Wednesday, December 28, 2011

Jessie J - Who You Are



Just sharing a sad, but positive song. I don't think she makes a single song I don't like, though.

Saturday, December 24, 2011

My parents do not protect me

Figured I owed it to you to let you know I haven't wasted away into nothingness.

A little ridiculous to think, actually. I'm quite fat right now. I'm under 140, my doom-line...but I'm close.

My boyfriend is going away for a week or so, I'm going to try to lose a few pounds.

Things are a little hellish right now.

I'm impoverished. My parents are bringing the violent retarded alcoholic over for Christmas and I'm leaving the house.

Apparently, it "has no place to go."

Bull. Shit.

But I won't get into a rant about that, because I'll go into freakout mode and cry over how much my parents don't fucking care whether or not I feel safe in my own home.

I have to leave. At least I have someplace warm to go, and I don't have to spend all night looking for a place I can walk around in for nine hours on Christmas day.

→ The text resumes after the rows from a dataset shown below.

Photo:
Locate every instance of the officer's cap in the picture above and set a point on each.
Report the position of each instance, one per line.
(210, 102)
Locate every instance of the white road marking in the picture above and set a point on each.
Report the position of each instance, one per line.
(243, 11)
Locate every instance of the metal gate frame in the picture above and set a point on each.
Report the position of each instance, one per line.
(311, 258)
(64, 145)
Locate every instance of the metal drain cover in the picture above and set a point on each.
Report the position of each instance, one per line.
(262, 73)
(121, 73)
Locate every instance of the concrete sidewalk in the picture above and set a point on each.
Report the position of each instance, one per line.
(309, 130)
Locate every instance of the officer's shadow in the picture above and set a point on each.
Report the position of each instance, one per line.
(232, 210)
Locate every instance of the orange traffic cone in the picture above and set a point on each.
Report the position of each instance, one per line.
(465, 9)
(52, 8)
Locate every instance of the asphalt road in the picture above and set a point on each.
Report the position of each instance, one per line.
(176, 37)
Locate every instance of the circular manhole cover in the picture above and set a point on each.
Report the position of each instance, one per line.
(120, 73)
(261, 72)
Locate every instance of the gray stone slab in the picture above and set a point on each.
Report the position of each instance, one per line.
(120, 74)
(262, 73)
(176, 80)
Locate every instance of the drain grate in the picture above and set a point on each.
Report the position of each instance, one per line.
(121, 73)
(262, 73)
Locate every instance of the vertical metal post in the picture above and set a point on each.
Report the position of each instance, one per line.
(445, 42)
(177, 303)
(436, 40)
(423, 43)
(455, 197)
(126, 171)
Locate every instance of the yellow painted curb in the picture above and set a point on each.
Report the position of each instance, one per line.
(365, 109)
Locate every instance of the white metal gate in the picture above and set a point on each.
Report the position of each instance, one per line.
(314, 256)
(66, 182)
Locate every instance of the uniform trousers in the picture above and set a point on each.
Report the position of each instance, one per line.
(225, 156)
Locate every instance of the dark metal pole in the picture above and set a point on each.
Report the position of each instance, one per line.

and I'll have a cat to play with.

Despite the fact that my poor defenseless dogs are going to be locked in the house with a repulsive sack of shit for like NINE HOURS.

And of course my parents will refuse to bathe them.

And I won't be able to eat anything from my fridge for a long time again, because it will be dirty.

I think I figured out why I'm so fucking pathetic.

It's learned helplessness. No matter what I do, bullshit keeps piling up. There's no money, there hasn't always been someplace to go, and there isn't always a place to go, either.

My parents do not protect me.

Gah. Off to home to pack up a few things and hide others before the filthy creature gets there.